NCT number NCT03479372
Other study ID # PAN-01-102
Secondary ID
Status Completed
Phase Phase 1/Phase 2
First received
Last updated
Start date April 26, 2018
Est. completion date June 27, 2019

Study information

Verified date July 2019
Source PanOptica, Inc.
Contact n/a
Is FDA regulated No
Health authority
Study type Interventional

Clinical Trial Summary

Double-masked, uncontrolled, multi-center, study in which participants will be randomized to one of 3 doses of topical ocular PAN 90806 administered once daily for 12 weeks.


Description:

Patients with newly diagnosed, active, pathologic CNV associated with neovascular AMD will be screened for inclusion into the study after providing written informed consent.
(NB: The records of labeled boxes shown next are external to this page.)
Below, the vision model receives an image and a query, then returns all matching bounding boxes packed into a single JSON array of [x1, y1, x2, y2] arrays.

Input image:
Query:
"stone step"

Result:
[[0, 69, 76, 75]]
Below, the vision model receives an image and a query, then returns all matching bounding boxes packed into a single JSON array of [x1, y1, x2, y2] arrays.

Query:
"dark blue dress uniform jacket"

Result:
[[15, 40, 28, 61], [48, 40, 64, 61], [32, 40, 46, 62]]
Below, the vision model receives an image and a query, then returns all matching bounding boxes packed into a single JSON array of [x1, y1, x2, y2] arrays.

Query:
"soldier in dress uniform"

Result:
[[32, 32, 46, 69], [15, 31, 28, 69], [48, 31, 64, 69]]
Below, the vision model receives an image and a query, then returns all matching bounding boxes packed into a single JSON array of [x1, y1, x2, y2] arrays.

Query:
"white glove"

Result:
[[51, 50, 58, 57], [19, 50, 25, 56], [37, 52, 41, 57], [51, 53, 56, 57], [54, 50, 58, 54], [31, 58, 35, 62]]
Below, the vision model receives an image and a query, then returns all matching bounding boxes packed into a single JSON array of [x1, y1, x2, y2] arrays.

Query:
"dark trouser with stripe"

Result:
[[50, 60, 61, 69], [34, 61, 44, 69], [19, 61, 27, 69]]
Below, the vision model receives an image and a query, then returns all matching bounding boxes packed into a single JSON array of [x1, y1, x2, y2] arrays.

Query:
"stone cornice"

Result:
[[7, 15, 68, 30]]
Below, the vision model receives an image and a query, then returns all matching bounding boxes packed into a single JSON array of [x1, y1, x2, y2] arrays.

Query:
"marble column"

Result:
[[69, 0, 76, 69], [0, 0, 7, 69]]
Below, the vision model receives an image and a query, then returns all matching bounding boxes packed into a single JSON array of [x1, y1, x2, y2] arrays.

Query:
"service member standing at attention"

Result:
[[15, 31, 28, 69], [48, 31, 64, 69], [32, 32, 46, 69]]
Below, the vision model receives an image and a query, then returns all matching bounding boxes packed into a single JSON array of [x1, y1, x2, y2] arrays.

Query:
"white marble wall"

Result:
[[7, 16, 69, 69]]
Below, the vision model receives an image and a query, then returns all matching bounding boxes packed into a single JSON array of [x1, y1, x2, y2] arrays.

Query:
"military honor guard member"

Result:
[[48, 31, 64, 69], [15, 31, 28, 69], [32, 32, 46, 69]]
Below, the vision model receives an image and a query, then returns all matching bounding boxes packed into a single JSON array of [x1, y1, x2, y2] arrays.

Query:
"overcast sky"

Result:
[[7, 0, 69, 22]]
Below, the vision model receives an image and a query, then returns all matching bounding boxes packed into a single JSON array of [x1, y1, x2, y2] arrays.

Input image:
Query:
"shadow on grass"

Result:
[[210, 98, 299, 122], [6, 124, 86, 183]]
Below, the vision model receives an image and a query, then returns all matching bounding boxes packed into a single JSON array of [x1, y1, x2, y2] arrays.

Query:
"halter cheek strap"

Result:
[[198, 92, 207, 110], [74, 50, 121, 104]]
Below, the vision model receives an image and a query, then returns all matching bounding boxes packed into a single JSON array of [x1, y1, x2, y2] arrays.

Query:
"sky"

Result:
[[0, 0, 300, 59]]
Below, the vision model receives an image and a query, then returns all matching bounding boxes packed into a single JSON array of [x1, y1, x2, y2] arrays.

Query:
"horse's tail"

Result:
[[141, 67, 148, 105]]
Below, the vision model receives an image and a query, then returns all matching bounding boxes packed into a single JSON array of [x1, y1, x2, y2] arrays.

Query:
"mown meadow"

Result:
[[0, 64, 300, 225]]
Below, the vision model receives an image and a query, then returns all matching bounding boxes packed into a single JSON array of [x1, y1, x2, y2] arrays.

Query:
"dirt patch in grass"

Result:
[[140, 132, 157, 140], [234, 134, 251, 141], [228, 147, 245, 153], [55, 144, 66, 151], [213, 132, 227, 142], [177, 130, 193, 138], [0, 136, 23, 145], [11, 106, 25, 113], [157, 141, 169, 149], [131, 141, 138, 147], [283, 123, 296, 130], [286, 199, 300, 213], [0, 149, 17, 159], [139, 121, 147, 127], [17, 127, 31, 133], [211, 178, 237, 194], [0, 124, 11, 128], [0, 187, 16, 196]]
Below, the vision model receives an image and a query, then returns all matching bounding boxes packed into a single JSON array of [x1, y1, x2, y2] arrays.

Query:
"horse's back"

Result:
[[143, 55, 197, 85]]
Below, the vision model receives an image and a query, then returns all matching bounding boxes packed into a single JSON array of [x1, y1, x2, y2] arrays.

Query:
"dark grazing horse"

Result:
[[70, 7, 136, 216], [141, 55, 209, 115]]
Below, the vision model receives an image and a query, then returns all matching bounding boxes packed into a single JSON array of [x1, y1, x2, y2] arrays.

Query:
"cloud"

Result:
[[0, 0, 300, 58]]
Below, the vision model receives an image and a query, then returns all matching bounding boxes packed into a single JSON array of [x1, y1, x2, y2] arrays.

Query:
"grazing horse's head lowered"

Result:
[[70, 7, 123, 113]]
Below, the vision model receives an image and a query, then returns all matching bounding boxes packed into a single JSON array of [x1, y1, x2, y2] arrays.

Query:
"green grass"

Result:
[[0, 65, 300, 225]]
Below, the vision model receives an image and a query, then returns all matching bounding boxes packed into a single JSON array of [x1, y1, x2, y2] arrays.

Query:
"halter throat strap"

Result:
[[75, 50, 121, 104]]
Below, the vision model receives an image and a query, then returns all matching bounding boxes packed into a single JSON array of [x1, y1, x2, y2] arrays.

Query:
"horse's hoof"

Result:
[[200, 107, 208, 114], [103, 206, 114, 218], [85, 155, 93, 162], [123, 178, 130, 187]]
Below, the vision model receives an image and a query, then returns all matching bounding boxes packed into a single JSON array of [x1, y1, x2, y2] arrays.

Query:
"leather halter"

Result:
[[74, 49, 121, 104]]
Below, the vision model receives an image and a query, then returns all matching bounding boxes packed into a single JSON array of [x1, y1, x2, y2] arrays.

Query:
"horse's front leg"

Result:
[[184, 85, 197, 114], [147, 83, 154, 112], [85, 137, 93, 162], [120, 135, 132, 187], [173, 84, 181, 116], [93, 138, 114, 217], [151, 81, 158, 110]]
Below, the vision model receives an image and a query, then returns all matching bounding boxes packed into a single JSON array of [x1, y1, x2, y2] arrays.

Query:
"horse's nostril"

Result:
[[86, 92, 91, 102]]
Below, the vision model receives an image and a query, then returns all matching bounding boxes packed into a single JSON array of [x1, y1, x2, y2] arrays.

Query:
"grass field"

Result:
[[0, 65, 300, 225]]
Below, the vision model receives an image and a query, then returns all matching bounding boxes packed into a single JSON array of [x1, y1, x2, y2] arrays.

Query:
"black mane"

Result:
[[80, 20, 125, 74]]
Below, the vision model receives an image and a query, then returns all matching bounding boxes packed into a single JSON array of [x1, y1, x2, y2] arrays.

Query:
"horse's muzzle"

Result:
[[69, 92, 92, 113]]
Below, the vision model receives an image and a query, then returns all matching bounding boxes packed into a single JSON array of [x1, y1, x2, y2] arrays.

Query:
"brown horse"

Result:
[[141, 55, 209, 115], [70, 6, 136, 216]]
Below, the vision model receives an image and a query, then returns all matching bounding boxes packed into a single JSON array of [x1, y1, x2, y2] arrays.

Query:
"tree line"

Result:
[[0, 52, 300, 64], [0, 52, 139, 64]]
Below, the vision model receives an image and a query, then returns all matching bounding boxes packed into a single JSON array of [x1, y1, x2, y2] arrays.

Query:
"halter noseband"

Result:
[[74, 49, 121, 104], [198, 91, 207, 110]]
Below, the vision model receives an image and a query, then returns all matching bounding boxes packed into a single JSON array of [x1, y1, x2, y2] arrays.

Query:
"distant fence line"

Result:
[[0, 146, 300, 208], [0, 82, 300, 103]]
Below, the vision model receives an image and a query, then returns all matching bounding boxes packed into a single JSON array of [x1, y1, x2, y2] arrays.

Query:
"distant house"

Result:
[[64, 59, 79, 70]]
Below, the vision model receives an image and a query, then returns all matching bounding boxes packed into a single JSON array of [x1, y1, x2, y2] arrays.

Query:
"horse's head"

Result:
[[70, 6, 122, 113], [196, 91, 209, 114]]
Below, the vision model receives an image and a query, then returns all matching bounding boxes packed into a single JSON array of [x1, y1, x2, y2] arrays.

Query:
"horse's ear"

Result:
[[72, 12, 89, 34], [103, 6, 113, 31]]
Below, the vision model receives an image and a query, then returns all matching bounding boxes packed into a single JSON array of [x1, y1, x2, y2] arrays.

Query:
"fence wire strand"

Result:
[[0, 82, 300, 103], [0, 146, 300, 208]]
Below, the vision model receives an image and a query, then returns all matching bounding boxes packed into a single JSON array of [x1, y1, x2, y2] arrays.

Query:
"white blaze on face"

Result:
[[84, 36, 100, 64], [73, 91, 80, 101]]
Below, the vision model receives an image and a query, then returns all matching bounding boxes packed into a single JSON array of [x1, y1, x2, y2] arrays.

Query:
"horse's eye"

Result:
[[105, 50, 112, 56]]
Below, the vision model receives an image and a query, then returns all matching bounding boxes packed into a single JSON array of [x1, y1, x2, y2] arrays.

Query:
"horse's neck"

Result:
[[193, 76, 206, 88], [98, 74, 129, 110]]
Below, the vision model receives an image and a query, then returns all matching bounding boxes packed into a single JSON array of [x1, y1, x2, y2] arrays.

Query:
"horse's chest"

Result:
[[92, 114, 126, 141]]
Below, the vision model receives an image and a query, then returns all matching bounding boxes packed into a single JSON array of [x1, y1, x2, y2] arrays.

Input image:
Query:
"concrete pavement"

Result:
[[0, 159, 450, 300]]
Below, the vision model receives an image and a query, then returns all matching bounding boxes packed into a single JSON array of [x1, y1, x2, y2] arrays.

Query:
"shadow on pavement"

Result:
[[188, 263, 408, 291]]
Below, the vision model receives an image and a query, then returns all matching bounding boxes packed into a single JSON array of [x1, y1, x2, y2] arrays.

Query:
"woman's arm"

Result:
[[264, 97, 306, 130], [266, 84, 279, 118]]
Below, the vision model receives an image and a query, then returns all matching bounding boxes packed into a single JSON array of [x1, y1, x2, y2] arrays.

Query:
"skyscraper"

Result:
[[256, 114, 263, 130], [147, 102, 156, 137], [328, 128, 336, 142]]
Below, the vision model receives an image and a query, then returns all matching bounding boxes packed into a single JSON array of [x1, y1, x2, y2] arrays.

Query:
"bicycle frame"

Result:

Participants who are eligible for the study will be centrally randomized at Day 1 to one of three doses of PAN-90806 Eye Drops. Participants will be instructed to apply one drop of PAN-90806 to the ocular surface of the identified study eye once daily for twelve (12) weeks.

Participants will return for follow-up visits at Week 2, Week 4, Week 8, Week 12, 1 week after stopping PAN-90806 treatment and 1 month after stopping PAN-90806 treatment.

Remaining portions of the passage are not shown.